April 20, 2022
CSE’s Canadian Centre for Cyber Security joined cyber security partners from the Cybersecurity and Infrastructure Security Agency (CISA), Federal Bureau of Investigation (FBI), National Security Agency (NSA), Australian Cyber Security Centre (ACSC), the United Kingdom’s National Cyber Security Centre (NCSC-UK), New Zealand’s National Cyber Security Centre (NCSC-NZ) and the Computer Emergency Response Team New Zealand (CERT NZ), to assess that there is an increased risk to critical infrastructure organizations globally from Russian state-sponsored advanced persistent threat (APT) actors, their proxies, and independent cybercriminal groups. These actors and criminal groups may conduct cyber operations, such as deploying ransomware or distributed denial of service (DDoS) attacks, against U.S., Australian, Canadian, New Zealand, or UK organizations to disrupt or harm critical industrial control system (ICS)/operational technology (OT) functions.
This joint Cybersecurity Advisory (CSA) provides an overview of operations by these APT and criminal groups to help the cybersecurity community reduce the risk presented by these threats. It also provides recommended mitigations, including:
- Create, maintain, and exercise a cyber incident response and continuity of operations plan. Ensure the cyber incident response plan contains a ransomware-specific annex.
- Maintain offline (i.e., physically disconnected) backups of data. Backup procedures should be conducted on a frequent, regular basis.
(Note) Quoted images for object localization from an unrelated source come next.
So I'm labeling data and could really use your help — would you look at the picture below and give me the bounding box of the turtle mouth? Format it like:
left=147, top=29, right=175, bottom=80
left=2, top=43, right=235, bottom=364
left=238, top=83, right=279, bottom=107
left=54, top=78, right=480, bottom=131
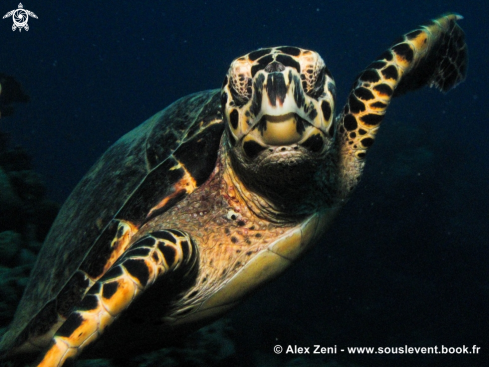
left=241, top=113, right=327, bottom=159
left=255, top=113, right=306, bottom=145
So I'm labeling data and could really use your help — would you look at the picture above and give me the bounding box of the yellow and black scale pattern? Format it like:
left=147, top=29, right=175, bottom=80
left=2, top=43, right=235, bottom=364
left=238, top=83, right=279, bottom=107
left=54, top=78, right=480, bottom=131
left=335, top=13, right=467, bottom=192
left=0, top=90, right=224, bottom=359
left=38, top=228, right=198, bottom=366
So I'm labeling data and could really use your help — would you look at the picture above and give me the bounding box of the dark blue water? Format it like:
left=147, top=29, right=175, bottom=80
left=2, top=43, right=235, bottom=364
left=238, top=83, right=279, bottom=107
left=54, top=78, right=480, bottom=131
left=1, top=0, right=487, bottom=366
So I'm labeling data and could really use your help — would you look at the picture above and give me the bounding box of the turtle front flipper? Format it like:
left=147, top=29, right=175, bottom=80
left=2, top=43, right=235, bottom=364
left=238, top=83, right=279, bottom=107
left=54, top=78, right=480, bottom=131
left=36, top=230, right=198, bottom=367
left=335, top=13, right=468, bottom=194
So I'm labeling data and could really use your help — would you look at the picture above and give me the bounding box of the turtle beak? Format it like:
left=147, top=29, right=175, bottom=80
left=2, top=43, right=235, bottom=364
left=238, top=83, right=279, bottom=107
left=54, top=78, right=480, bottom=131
left=263, top=62, right=288, bottom=109
left=260, top=64, right=298, bottom=117
left=255, top=113, right=304, bottom=145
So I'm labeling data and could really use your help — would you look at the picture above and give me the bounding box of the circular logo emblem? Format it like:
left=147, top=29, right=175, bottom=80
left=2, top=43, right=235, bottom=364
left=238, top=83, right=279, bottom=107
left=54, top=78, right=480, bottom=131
left=12, top=9, right=28, bottom=28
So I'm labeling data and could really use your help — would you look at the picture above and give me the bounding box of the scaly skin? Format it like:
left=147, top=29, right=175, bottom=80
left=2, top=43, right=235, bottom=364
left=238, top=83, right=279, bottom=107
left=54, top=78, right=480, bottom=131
left=37, top=229, right=198, bottom=367
left=333, top=13, right=467, bottom=197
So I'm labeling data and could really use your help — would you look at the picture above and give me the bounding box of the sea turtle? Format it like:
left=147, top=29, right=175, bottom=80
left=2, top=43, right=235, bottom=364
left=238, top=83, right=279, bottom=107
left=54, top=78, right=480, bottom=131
left=0, top=13, right=467, bottom=366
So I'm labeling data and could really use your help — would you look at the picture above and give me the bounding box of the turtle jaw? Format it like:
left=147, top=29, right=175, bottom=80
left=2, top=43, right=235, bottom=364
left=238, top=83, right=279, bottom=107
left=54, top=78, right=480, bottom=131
left=227, top=112, right=329, bottom=212
left=255, top=113, right=303, bottom=146
left=227, top=130, right=326, bottom=218
left=239, top=113, right=328, bottom=161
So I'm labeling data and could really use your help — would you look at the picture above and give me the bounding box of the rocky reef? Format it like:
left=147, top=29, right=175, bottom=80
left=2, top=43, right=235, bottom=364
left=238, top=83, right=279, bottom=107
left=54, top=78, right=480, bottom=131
left=0, top=75, right=60, bottom=336
left=0, top=74, right=29, bottom=119
left=0, top=138, right=60, bottom=329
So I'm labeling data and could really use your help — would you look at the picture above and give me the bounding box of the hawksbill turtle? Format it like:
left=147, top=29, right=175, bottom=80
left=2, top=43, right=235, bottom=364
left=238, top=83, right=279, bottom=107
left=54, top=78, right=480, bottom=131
left=0, top=13, right=467, bottom=366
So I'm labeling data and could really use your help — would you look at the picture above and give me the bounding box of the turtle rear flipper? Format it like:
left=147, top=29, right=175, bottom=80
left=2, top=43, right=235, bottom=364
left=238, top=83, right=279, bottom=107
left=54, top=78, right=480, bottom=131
left=334, top=13, right=468, bottom=194
left=36, top=230, right=198, bottom=367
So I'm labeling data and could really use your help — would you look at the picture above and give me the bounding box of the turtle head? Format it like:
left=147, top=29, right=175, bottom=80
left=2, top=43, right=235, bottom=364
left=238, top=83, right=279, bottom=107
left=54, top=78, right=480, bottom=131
left=221, top=47, right=336, bottom=212
left=222, top=47, right=336, bottom=158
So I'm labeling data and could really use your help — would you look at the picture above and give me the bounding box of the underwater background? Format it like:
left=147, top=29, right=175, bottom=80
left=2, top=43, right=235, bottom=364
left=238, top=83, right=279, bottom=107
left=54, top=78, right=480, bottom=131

Regularly test backup procedures and ensure that backups are isolated from network connections that could enable the spread of malware.
- Ensure all backup data is encrypted, immutable (i.e., cannot be altered or deleted), and covers the entire organization’s data infrastructure.
- For OT assets/networks, identify a resilience plan that addresses how to operate if you lose access to—or control of—the IT and/or OT environment.